Harta gadai itu tidak pula terkait dengan hak orang lain, seperti sedang digadaikan, disewa, dijual, atau budak yang terikat perjanjian untuk membebaskan dirinya (mukatab), atau budak yang dijanjikan akan dibebaskan sepeninggal majikan (mudabbar), atau budak yang telah melahirkan anak majikan (ummul walad), dan tidak pula terdapat padanya hak orang lain dimana ia lebih berhak daripada majikan daripada budak hingga berakhir pada masa tertentu.

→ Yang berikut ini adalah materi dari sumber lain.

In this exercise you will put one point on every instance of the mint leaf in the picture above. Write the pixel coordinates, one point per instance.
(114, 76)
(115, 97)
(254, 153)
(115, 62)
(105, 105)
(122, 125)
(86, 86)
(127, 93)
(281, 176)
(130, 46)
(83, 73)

Jika seseorang menggadaikan harta miliknya yang memenuhi syarat- syarat di atas, lalu penerima gadai telah menerimanya, maka inilah gadai yang sah, yang tidak ada cacat padanya.

Harta gadai yang cacat adalah seperti seseorang yang memiliki budak (laki-laki atau perempuan) atau rumah, lalu si budak melakukan suatu kejahatan terhadap seseorang, baik sengaja atau tidak, atau keduanya melakukan kejahatan terhadap harta manusia, lalu korban atau walinya belum mendapatkan kompensasi atas kejahatan itu hingga si budak digadaikan oleh majikannya dan diterima oleh si penerima gadai. Jika kejahatan terbukti sebelum terjadi transaksi gadai, atau penggadai dan penerima gadai mengakuinya, maka gadai dapat dibatalkan.

Apabila seseorang menggadaikan budak (laki-laki atau perempuan) lalu diterima oleh penggadai, kemudian penggadai mengakui bahwa si budak telah melakukan kejahatan sebelum digadaikan, dan penerima gadai mengklaim tidak mengetahuinya, maka dalam masalah ini ada duapendapat; salah satunya bahwa yang menjadi pedoman adalah perkataan penggadai, karena ia mengakui adanya tanggungan pada diri si budak. Namun penggadai tidak terbebas dari tanggung jawab utang atas penerima gadai. Ada pula yang mengatakan bahwa penerima gadai disuruh bersumpah bahwa ia tidak mengetahui kejahatan si budak sebelum terjadi transaksi gadai.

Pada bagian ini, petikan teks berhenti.